Eleştirdikleri futbolcu, Afrikanın yoksul çocuklarına yardım etmeyi adet haline getirmiş birisi. Bu sefer de ameliyat olması gereken fakir Afrikalı çocuklar için sponsor olmuş, süperligde oynayan bu futbolcu. Haberin altındaki olumsuz yorumları okuyunca üzülüyor insan. Reklam suçlamasından başka bir de niye Afrikalı çocuklar, biz de yoksul çocuk yok muydu diye eleştirenler var. Kısmen de olsa haklı olabilirler. Ancak ülkemizde tüm çocukların ücretsiz sağlık sigortası bulunuyor. Fakir çocuklara yardım amacıyla çok sayıda resmi ve sivil kuruluş faaliyet gösteriyor. Afrikalı çocukların bir çoğu yetersiz beslenme ve kirli içme suları yüzünden hastalanıyor. Büyük bir bölümünün sağlık sigortası yok. Belki de bir çok Afrika ülkesinde sağlık sigortası diye sistem bile yok. Bazılarında donanımlı bir hastane bile bulunmuyor. Yıllarca bu coğrafyanın zengin yeraltı ve yerüstü kaynaklarını sömüren batılı ülkeler, bir yudum temiz suyu bile çok görmüşler bu insanlara.

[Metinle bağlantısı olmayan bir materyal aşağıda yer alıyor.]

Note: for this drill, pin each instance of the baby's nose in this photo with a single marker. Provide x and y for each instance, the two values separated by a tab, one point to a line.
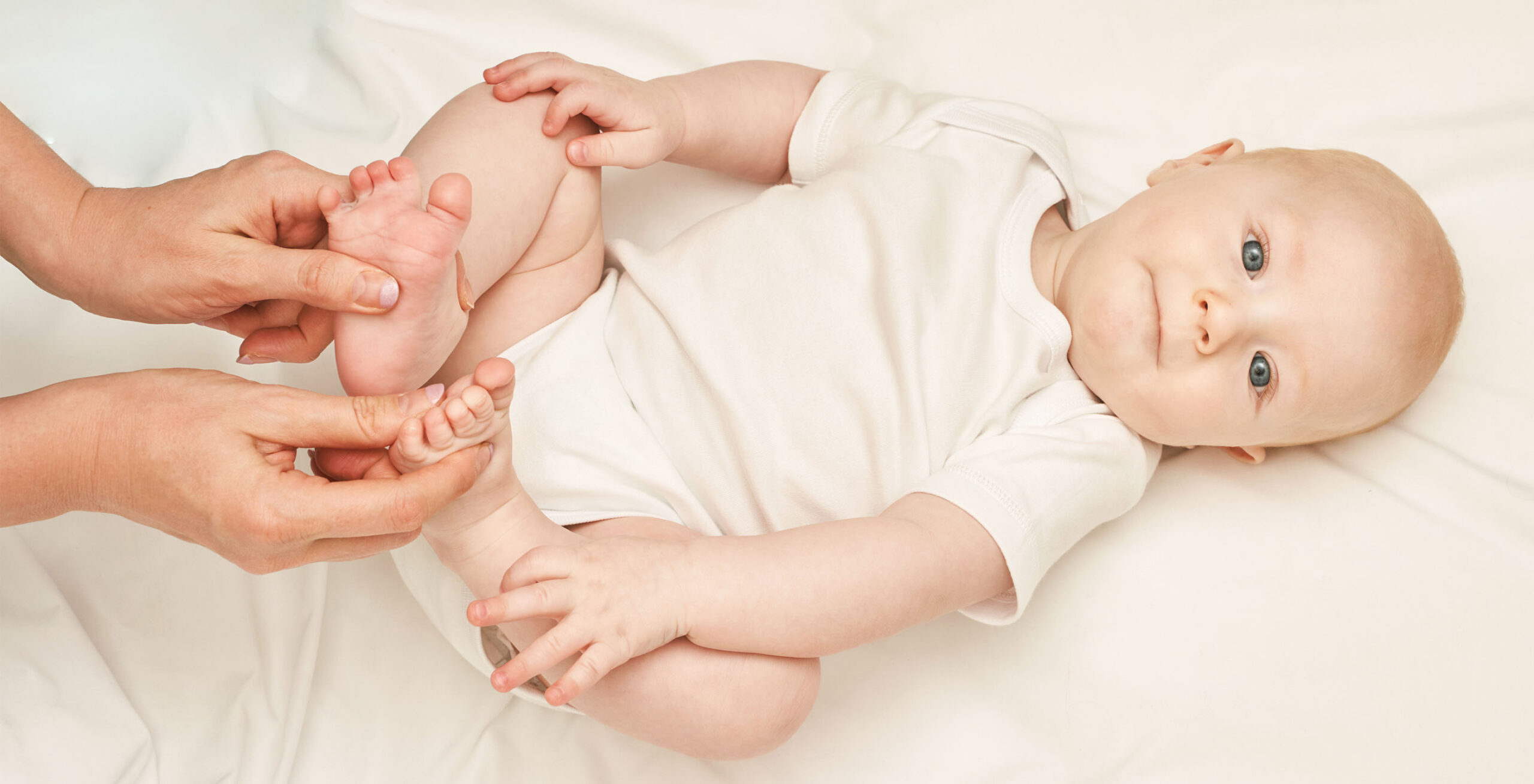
1217	321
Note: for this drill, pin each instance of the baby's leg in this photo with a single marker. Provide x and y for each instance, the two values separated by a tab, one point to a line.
536	217
695	700
535	250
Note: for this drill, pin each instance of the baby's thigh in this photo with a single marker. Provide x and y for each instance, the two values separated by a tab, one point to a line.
535	249
634	526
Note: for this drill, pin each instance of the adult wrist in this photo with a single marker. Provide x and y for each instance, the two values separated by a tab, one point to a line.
53	452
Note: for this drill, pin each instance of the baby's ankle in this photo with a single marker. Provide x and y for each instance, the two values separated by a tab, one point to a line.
467	536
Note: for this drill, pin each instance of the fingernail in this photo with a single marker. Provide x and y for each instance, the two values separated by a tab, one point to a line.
375	289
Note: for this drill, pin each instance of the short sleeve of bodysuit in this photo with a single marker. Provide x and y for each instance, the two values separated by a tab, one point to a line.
1062	464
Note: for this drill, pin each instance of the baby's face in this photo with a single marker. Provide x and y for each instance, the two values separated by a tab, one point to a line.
1237	306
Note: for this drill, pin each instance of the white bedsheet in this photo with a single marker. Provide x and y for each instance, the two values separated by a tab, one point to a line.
1357	611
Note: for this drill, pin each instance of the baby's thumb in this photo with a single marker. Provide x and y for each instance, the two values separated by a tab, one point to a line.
321	278
629	149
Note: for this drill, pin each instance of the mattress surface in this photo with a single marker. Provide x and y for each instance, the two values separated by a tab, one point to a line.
1354	611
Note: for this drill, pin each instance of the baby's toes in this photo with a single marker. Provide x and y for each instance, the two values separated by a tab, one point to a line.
479	404
461	418
403	171
361	181
379	172
450	197
412	443
439	433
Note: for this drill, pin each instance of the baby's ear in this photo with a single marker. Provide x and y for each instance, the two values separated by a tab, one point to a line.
1246	455
1215	152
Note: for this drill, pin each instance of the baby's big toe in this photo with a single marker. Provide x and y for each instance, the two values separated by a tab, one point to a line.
461	418
439	432
412	444
479	402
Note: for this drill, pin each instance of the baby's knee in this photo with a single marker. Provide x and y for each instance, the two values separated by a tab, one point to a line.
522	117
765	703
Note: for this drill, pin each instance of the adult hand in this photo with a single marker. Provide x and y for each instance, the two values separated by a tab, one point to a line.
209	458
200	247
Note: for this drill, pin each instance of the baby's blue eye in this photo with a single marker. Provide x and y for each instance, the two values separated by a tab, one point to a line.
1260	373
1252	257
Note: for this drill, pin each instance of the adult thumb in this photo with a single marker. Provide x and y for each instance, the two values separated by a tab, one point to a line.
321	278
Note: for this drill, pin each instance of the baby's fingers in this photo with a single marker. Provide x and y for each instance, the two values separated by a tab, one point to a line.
554	72
551	599
499	72
596	663
545	562
559	643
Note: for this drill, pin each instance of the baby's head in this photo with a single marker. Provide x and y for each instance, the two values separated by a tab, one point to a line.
1254	299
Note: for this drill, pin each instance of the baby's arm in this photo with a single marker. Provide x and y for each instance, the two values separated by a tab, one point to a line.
798	593
732	119
706	703
825	588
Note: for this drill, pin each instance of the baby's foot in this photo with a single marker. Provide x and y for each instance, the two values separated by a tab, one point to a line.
475	410
387	228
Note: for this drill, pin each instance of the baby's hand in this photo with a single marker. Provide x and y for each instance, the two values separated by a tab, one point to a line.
614	597
643	122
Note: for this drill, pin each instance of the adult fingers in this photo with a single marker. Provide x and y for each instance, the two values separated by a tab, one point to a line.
321	278
256	316
354	548
370	507
295	343
301	418
350	464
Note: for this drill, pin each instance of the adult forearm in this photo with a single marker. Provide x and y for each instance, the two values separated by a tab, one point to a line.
47	453
825	588
39	194
740	116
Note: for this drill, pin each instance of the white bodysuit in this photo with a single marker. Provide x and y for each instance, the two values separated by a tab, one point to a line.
866	332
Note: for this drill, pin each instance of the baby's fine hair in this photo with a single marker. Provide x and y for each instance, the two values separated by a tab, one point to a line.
1438	292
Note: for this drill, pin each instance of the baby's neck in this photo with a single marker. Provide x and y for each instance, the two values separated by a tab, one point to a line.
1045	250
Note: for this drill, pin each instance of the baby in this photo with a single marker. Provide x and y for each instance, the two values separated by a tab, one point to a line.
913	369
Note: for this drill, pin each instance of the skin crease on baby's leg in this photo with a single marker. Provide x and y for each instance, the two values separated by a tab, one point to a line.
539	217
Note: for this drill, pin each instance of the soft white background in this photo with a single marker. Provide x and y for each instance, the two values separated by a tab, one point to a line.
1358	611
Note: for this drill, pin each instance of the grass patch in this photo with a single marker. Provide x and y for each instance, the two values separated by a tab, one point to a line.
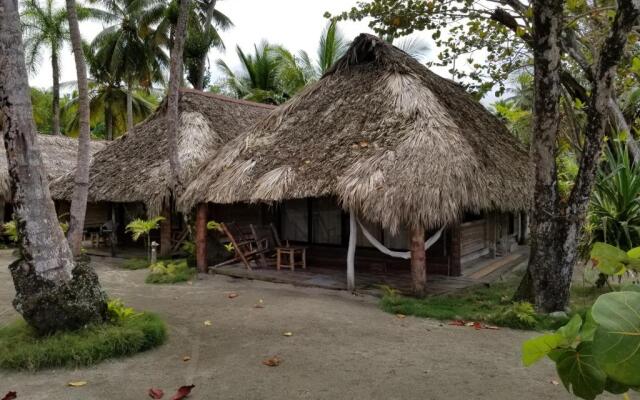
170	272
490	304
22	349
135	263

Türk sivil toplum kuruluşları vatandaşlarımızın parasal desteğiyle, şimdiye kadar Afrikada 25 binden fazla su kuyusu açtılar. Yüzbinlerce insan bu sayede içecek temiz suya kavuştu. Gönüllü doktor ve hemşirelerden oluşan ekipler gönderiliyor ülkemizden. Afrikaya en fazla tıbbi malzeme, yiyecek ve giyecek gönderen ülkeyiz. Hiç bir menfaat gözetmeden, yoksul insanların faydalanabileceği yatırımlar yapıyoruz.
Afrika dünyanın en büyük esir kampıdır. İnsanlar eski çağları yaşamaya, açlığa ve cehalete mahkum edilmişler adeta. Afrika insanı kendisini bu esaretten kurtaracak merhametli insanlar bekliyor. Açlıktan ölmek üzere olan çocuğun ölümünü bekleyen, akbaba fotoğrafı kadar ilgi görmedi bu çocuklar. O yüzden bu çocuklar için yapılan hiç bir yardımı eleştirmeye kimsenin hakkı yok. Dünya üzerinde elli kuruşun hayır sayılabileceği tek coğrafya burasıdır. Destek olamıyorsanız, yardım edenlere engel olmayın. Unutmayın ki yoksulluğa mahkum edilmiş her insan, potansiyel bir mültecidir. Bulundukları ülkelerde daha yaşanabilir bir hayat tarzı sağlanırsa, mülteci durumuna düşmezler.
Sağlık ve huzurla kalın.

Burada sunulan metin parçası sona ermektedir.